Solved – Using SVD on features before SVM classification, when p >> N

dimensionality reductionhigh-dimensionalsvdsvm

So I am going through Hastie's Elements of Statistical computing, and in section 18.3.5 which deals with computational shortcuts when the number of dimensions $p$ is much larger that the number of samples $N$ the authors mention:

When $p > N$ , the computations can be carried out in an $N$-dimensional
space, rather than $p$, via the singular value decomposition […]

Here is the geometric intuition: just like
two points in three- dimensional space always lie on a line, $N$ points
in $p$-dimensional space lie in an $(N − 1)$-dimensional affine subspace.
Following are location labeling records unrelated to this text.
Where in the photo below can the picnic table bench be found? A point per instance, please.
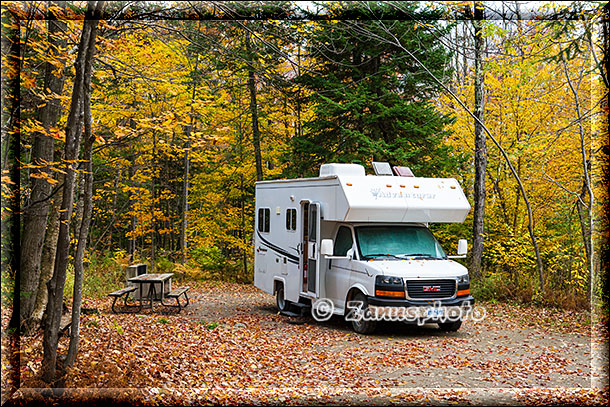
(123, 292)
(151, 280)
(176, 293)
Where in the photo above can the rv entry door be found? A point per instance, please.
(310, 243)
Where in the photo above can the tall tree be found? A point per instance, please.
(36, 209)
(84, 59)
(371, 102)
(480, 147)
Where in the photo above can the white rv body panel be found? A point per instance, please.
(346, 197)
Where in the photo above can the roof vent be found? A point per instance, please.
(348, 170)
(382, 168)
(403, 171)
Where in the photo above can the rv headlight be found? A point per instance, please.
(464, 279)
(387, 280)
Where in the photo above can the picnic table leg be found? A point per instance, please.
(152, 293)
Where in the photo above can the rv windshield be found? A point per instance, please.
(398, 242)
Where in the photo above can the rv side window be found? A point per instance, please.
(291, 219)
(343, 242)
(263, 219)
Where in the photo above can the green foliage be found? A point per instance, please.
(371, 101)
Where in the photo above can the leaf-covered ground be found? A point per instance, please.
(231, 347)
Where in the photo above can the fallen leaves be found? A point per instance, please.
(231, 347)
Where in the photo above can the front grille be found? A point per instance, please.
(427, 289)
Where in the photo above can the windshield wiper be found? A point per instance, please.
(420, 255)
(372, 256)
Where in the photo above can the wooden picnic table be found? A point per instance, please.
(152, 279)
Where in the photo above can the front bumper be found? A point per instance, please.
(453, 302)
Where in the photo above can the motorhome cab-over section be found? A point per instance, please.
(348, 237)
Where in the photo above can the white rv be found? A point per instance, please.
(349, 238)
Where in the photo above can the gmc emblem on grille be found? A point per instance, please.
(431, 288)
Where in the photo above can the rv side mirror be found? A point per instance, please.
(462, 247)
(326, 247)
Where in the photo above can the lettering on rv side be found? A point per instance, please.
(377, 193)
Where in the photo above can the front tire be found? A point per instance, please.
(363, 325)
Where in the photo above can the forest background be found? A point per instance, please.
(137, 134)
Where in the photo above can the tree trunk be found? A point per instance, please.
(36, 210)
(83, 232)
(187, 165)
(46, 264)
(56, 285)
(480, 147)
(256, 137)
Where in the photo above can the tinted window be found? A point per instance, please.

That does indeed make a lot of sense. They proceed to mention that:

This result can be applied to many of the learning methods discussed
in this chapter, such as regularized logistic regression, linear
discriminant analysis, and support vector machines.

My question is: Can this result be applied when using the RBF or some other non-linear kernel for the SVM?

If yes, then does it make any sense to perform SVM classification on the full-feature dataset, or should one always use the SVD transform of the data when $p \gg N$?

Best Answer

My question is: Can this result be applied when using the RBF or some other non-linear kernel for the SVM?

There's no gain. The result lies in the fact that instead of a coefficient vector $\beta_{P\times1}$ you have instead to estimate a $\beta_{N\times1}$, which is smaller.

Consider the linear Kernel/Gram matrix decomposition, and notice $V$ is orthonormal:

$$K = XX^T=UDV^TVDU^T = UD^2U^T=(UD)(DU^T)= RR^T$$

As shown, applying kernels to the SVM you are already estimating $\beta_{N\times1}$ coefficients. So the solutions are the same, and there's no gain whatsoever. Other kernels are functions of the same dot product, reproducing this result.

Basically, any linear Kernel model already has this trick imbued into it. The trick only results in gains when Kernels are not explicitly used.